Yesterday was Valentine’s Day. I’m sure you all know what the day is about and what it entails if you celebrate this day or choose not to. People do or do not observe it for various reasons which can be debated in a series of articles but I’m going to strongly resist initiating that debate here and just focus on a relationship between a man and a woman and see it under the light of Valentine’s Day.

Before I get started, I’ve got a confession to make which some readers might find interesting. I do not have any memory of celebrating Valentine’s Day, good or bad, and never felt like doing it. I think I once gave a few presents to my ex-girlfriend but that was a one-off thing. In other words, Valentine’s Day has been just another day in my life since I turned into an adult. I cannot help but believe it is just one of those ‘created’ days where you’ve to perform some rituals to prove you stand for something. If you do not confirm to it or fail to do so, you might be branded as either, a nutcase with complete disrespect for the institution of love, or, a fanatic who is hell bent on looking down at couples who profess love and are involved in activities that are least bothering the others.
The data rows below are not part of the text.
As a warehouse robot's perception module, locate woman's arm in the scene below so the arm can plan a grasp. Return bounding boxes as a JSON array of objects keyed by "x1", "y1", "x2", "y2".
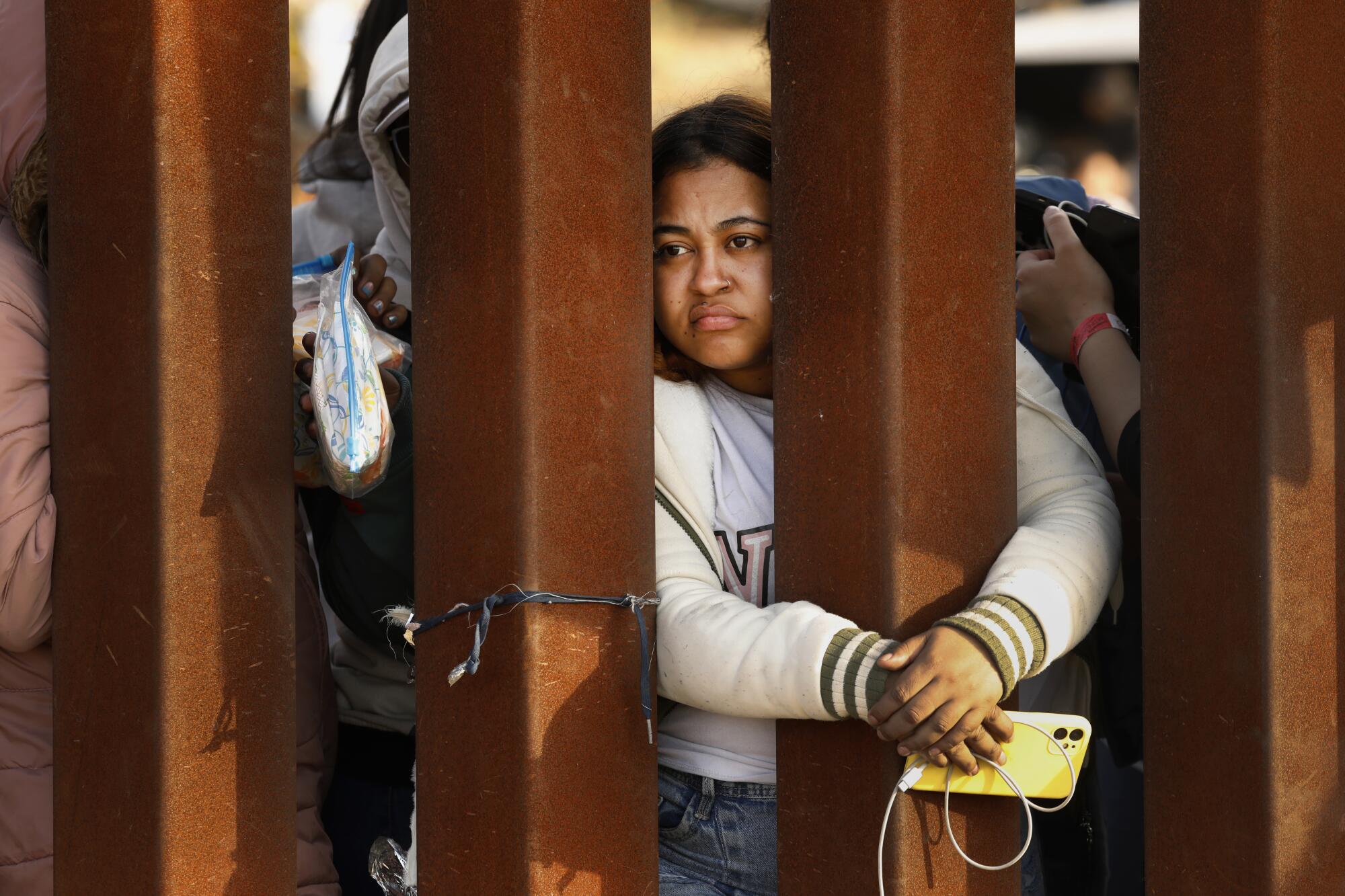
[
  {"x1": 870, "y1": 345, "x2": 1120, "y2": 764},
  {"x1": 0, "y1": 272, "x2": 56, "y2": 653}
]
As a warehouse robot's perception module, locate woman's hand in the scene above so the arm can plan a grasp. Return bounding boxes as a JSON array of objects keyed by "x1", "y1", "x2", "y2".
[
  {"x1": 295, "y1": 332, "x2": 402, "y2": 441},
  {"x1": 869, "y1": 626, "x2": 1013, "y2": 775},
  {"x1": 355, "y1": 255, "x2": 412, "y2": 332},
  {"x1": 1015, "y1": 206, "x2": 1115, "y2": 360}
]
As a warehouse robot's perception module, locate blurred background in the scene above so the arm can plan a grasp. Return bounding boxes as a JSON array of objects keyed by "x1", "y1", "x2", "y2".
[{"x1": 289, "y1": 0, "x2": 1139, "y2": 212}]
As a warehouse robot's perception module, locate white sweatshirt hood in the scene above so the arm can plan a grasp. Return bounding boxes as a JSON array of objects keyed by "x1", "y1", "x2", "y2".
[{"x1": 359, "y1": 16, "x2": 412, "y2": 308}]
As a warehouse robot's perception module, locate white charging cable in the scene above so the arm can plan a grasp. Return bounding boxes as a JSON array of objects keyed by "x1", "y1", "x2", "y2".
[{"x1": 878, "y1": 720, "x2": 1079, "y2": 896}]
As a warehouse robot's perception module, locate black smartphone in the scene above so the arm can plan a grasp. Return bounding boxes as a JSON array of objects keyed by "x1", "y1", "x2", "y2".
[{"x1": 1014, "y1": 190, "x2": 1139, "y2": 354}]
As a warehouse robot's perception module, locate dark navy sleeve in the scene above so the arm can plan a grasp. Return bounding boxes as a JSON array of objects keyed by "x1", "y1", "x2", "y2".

But I believe I do not belong to any of the kind of people described above…

Love is invaluable and I believe people really lack the art of loving. If someone personally asks me about Lover’s Day, I’d say it should be observed every single week. We must encourage people to love each other. Couples should take out time for each other, put on makeup, dress nicely, hold hands and go out together for a meal, sit for a candle-lit dinner, switch off/turn silent their mobile phones, have a light-hearted chat, laugh out loud, compliment each other in detail, present inexpensive gifts, listen to each other attentively while their partner is doing the talk, smile without any reason – all in all – be genuinely happy as if this is the first ever true moment with their partner.

On your way back home you’ll notice that there is some spark in the air. If you happen to go on 14th of February, it is not at all because of Valentine’s Day. It is because of the efforts you made – from making your mood, to dressing up for the occasion, to making physical contact, to giving your partner the chance to say whatever is in his/her mind while you concentrate on his/her positives. This is an exercise. Perhaps a break from the routine where you’re more concerned about things your partner lacks rather than what he/she possesses. So yes! You’ve achieved something in a few hours what you’ve been yearning for months or perhaps years. Commendable indeed!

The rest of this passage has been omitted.